My research examined the great insights that organisations such as the UN have gained by adapting Big Data techniques for international development, and looked at whether civil society could similarly harness this technology. My premise for doing so was part of a lofty ideal – to ‘decentralise’ development, to move the centres of development power away from multinational bodies and towards smaller players. You can read the conference paper here (PDF file, pp. 26-35), including case studies of corruption, cocaine and malaria.
Big Data presents exciting opportunities for understanding and tackling development issues. Agencies such as UN Global Pulse are pushing this work forward, opening offices in Jakarta and Kampala. Small organisations and civil society will increasingly work with Big Data as the hurdles to harnessing meaningful insights decrease. Large organisations such as Amazon.com have long used Big Data as a foundation for understanding customers. But there is a key role for universities too, and not just through using Big Data to improve teaching and learning. As Simon McGrath notes, higher education has a role in engaging with some of the recent ‘big development ideas’, from the call for a ‘data revolution’, through enthusiasm for ‘evidence-based policymaking’, to the rise of the ‘what works’ agenda.

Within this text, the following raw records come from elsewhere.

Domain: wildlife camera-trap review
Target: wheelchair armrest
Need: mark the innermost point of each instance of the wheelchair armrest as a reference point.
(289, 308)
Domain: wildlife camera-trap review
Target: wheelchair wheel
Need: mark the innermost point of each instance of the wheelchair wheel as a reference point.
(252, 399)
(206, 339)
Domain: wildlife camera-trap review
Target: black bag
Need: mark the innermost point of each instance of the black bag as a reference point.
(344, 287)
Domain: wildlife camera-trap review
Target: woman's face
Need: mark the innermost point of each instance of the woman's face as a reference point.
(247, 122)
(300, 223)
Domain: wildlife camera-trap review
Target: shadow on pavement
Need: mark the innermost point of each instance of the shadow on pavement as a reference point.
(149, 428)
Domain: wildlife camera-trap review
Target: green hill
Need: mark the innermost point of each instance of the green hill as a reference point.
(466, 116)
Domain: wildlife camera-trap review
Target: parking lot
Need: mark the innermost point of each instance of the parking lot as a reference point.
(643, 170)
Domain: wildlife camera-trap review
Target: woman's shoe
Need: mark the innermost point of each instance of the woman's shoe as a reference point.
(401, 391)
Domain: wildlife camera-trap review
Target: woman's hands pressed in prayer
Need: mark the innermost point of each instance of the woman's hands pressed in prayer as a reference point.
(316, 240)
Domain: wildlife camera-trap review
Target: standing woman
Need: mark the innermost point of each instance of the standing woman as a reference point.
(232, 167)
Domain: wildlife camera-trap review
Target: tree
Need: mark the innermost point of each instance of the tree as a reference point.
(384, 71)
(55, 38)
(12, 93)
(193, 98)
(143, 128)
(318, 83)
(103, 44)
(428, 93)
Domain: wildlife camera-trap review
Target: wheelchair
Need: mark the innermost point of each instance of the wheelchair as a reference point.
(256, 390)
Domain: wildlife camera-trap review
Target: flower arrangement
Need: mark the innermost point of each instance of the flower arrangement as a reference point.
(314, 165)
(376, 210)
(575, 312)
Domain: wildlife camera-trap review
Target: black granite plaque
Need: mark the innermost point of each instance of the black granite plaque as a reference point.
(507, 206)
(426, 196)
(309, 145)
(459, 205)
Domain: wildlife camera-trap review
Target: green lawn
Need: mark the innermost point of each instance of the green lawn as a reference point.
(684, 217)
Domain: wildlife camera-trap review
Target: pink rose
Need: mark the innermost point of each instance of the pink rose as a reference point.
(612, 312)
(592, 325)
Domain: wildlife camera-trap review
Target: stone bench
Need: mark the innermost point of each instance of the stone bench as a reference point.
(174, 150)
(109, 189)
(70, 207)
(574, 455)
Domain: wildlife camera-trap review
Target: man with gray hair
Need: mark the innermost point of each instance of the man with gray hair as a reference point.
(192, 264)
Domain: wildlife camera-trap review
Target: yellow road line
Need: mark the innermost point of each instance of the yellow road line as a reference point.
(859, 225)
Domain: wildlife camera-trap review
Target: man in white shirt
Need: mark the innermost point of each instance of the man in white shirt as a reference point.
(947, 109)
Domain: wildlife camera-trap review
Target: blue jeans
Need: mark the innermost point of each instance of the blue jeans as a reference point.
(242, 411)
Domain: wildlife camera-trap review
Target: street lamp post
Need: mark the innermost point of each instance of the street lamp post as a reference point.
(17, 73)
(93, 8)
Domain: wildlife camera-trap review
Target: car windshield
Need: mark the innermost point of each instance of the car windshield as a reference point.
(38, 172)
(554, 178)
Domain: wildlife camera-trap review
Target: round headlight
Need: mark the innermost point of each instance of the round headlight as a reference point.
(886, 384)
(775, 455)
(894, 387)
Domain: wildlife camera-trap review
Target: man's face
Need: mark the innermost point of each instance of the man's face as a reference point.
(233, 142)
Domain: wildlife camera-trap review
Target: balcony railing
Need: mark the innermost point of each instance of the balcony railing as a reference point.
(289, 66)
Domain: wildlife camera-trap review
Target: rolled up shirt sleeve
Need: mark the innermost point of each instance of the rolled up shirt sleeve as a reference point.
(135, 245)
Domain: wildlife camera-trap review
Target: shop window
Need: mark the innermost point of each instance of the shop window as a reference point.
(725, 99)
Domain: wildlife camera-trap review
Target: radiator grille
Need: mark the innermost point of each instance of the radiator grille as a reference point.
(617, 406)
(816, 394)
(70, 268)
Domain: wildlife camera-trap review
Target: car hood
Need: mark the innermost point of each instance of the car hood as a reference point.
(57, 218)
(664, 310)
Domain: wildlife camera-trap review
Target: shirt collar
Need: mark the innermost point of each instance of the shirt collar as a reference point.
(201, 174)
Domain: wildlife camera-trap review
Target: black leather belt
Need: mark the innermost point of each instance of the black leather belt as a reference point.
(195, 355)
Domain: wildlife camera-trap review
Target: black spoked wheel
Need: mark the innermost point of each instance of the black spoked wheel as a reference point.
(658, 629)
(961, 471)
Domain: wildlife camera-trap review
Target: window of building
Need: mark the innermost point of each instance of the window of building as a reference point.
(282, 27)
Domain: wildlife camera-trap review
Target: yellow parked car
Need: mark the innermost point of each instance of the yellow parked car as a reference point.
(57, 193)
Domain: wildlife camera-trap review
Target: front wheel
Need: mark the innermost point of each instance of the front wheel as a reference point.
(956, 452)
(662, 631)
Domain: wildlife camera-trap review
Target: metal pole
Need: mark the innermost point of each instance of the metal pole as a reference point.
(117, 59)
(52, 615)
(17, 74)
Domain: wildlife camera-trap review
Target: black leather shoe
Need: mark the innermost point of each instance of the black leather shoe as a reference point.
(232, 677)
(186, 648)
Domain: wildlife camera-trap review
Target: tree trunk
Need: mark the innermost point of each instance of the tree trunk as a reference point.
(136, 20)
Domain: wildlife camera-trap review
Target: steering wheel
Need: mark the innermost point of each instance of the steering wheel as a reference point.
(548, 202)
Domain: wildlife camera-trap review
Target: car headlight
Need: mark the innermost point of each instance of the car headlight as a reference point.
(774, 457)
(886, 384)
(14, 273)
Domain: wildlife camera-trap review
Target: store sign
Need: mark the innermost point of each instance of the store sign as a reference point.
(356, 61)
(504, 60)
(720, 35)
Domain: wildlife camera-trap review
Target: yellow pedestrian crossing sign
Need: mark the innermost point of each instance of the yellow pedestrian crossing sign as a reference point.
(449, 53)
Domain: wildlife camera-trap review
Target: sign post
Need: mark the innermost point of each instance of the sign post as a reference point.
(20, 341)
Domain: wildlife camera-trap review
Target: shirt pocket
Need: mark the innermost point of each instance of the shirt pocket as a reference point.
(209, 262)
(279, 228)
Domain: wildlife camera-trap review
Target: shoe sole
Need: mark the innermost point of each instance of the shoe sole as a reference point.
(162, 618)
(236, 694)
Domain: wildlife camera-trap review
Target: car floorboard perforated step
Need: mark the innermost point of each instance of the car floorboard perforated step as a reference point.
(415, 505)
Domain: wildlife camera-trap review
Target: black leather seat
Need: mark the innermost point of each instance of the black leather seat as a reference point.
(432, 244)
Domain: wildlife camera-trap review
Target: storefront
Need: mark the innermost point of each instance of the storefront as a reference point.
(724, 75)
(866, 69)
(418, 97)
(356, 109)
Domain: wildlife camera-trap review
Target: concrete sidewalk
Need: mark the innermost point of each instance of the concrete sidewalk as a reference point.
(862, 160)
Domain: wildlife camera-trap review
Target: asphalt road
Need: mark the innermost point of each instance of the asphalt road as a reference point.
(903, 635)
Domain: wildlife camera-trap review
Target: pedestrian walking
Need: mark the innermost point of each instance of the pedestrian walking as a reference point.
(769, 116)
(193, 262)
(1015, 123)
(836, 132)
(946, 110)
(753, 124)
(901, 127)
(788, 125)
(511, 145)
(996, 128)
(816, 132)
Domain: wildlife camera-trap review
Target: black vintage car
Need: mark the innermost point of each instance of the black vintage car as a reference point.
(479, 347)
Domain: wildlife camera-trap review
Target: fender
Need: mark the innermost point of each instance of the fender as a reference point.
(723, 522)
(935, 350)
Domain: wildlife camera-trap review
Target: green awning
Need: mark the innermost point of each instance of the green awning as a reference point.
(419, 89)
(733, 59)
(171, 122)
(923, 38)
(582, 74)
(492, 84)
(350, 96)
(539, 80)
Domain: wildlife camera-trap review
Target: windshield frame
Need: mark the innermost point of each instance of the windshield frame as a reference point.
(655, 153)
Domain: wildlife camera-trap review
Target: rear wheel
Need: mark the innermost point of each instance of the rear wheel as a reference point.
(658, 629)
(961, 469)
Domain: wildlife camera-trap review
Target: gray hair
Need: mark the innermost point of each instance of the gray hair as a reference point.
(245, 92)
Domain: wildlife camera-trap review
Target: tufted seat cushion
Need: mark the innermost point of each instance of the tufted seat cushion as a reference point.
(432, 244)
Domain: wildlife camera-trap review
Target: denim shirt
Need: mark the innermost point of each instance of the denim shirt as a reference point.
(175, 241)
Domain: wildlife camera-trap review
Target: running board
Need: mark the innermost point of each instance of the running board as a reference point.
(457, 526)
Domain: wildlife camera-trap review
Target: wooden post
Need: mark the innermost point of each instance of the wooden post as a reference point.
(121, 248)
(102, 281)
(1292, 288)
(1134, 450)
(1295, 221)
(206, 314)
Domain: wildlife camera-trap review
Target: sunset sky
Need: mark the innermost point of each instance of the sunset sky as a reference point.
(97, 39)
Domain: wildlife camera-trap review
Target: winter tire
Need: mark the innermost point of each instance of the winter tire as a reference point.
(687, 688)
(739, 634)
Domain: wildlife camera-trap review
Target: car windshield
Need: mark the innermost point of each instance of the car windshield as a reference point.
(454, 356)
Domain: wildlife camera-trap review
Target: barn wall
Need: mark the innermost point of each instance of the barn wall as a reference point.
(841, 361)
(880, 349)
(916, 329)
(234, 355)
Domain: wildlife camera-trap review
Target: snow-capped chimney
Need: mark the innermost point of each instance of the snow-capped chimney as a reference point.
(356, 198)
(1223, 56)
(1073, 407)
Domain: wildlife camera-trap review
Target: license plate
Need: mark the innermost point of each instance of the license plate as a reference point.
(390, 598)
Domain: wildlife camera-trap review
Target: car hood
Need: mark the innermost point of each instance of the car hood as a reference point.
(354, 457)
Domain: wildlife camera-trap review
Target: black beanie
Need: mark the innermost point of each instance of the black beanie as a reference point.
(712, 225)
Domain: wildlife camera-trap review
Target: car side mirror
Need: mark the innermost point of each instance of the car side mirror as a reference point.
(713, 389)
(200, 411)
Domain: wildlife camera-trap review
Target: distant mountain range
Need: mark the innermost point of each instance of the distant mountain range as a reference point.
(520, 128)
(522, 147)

Big Data isn’t a panacea for solving all development challenges. Universities can help frame Big Data within the wider context of development processes, they can rigorously scrutinise methods and policy conclusions, and can use Big Data to complement the wider research agenda. At the same time, universities often work both locally and internationally, and can draw on the benefits Big Data is delivering to both small organisations and multinational agencies.